Some limits of MCF are based on the limits of human perception, which cannot change. Humans can't notice a timing error of 0.5 ms between video and audio, and they don't benefit from over 1000 FPS framerate either. This makes these borders available for us - the format can be simplified by using one millisecond precision in timecodes because we can be absolutely sure that it won't cause trouble in future either (except maybe for writers of some special editing software which needs 100 % accuracy).

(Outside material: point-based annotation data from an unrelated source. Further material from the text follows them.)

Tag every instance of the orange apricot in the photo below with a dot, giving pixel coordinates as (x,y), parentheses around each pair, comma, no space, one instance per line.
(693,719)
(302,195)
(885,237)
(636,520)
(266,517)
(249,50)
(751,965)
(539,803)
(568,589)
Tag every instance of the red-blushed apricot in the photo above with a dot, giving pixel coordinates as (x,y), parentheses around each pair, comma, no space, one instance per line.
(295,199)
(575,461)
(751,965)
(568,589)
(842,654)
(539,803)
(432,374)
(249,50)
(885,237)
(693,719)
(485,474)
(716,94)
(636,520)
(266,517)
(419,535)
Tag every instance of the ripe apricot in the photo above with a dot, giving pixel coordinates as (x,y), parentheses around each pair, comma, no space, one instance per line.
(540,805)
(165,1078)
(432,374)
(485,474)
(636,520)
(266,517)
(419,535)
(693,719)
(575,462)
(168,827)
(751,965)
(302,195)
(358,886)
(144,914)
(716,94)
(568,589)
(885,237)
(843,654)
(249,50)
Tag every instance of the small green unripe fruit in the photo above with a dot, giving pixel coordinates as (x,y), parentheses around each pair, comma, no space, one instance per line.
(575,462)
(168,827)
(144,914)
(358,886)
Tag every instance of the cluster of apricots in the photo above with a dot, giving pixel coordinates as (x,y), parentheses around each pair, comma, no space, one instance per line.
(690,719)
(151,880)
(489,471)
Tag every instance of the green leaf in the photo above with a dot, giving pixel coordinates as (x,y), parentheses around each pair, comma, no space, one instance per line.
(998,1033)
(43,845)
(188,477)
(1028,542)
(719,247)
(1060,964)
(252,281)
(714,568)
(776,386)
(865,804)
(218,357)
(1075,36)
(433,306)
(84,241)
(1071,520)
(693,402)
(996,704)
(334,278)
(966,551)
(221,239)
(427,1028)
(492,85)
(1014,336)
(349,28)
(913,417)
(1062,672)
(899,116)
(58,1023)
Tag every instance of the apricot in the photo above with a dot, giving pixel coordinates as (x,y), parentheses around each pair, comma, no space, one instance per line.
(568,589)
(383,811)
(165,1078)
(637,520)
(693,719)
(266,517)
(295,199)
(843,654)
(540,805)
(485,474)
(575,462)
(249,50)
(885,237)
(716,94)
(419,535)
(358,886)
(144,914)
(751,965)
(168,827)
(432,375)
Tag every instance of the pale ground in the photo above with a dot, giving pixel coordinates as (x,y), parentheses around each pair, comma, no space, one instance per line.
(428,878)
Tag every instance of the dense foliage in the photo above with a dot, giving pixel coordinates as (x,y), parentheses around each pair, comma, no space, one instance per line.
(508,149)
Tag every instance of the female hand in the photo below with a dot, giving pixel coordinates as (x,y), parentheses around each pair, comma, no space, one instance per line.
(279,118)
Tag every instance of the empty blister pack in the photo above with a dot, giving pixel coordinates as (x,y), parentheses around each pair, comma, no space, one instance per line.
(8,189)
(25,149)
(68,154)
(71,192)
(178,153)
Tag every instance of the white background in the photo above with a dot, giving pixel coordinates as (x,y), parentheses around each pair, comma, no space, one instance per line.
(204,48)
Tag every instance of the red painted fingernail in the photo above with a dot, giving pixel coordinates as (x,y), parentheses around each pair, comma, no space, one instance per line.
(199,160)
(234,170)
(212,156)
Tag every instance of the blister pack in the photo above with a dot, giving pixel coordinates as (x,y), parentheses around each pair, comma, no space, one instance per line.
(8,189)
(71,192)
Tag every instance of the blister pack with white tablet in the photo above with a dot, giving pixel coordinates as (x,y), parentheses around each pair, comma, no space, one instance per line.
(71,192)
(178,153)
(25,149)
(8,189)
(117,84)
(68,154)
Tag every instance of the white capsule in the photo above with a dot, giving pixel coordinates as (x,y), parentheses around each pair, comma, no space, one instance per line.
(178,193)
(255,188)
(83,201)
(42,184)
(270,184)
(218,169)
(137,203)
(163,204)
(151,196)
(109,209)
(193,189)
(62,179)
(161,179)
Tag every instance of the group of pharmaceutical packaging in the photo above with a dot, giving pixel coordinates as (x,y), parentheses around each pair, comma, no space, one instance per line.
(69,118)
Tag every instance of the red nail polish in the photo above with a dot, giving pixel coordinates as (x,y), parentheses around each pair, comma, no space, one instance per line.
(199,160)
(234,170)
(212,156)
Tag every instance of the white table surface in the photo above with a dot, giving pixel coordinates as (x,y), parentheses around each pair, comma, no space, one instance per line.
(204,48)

File sizes (also applies to size of a single stream without any breaks, or to total size of a movie split over several files) are limited by the 64 bit addressing, that cannot be changed without breaking compatibility. Then how much is this exactly? If we assume that the current exponential growth of 1000 times the amount every 10 years to continue, we'll survive nicely for another 30 years until getting close to the hard limit. And as a physicist (studying at HUT) I'd estimate that the size growth is going to slow down and not stay exponential for much longer.
Frame sizes are limited by 32 bit addressing, so you can have single frames up to four gigaoctets in size. No problem there either.
The timecode system allows a single movie to last for almost 35 years, without breaks. This means 40 bit integer for milliseconds, but actually a combination of 32 bit and 16 bit integers is used, to save space.
If talking about how many different tracks you can put in a single stream/file, the limit is 65536. And you can fit a video stream in one, multi-channel audio in the second one and you still have 65534 to spare.
How about the number of segments you can divide one movie into? The number is 255.
As you can see, none of these critical parts are going to limit our big numbers. What gives us some real problems is the inventing of completely new stuff, that just cannot be supported in containers of old type (without losing compatibility). Because of that I'm saying that the predicted maximum lifetime of this format is 20 years. Of course it can be read after that too, but any new files shouldn't be created.
Every MCF file requires around 3 Ko of headers, so you really need to store at least 20 Ko of data per file for it to be even remotely efficient (however, file systems would lose even much larger amounts of data because of allocation unit waste space).
The minimal possible overhead in normal situations is mostly dictated by frame overhead. This is only 7 octets in MCF! OpenDML AVI's overhead is around 40 octets (with full indices and legacy AVI compatibility) and Matroska's is around 10 octets.
When streaming and looking for lowest possible latency, your smallest possible transfer unit is one frame (with 25 octet overhead each, if using such minimal size units). The overhead is still only a half of that of OpenDML AVI file, and we can offer checksum protection in that! However, our competitor Matroska can do this with just about 16 octets.
So, I'm pretty much out of ideas... Why don't you figure out some other limits and tell us about them (preferrably before we release MCF version 0x01)?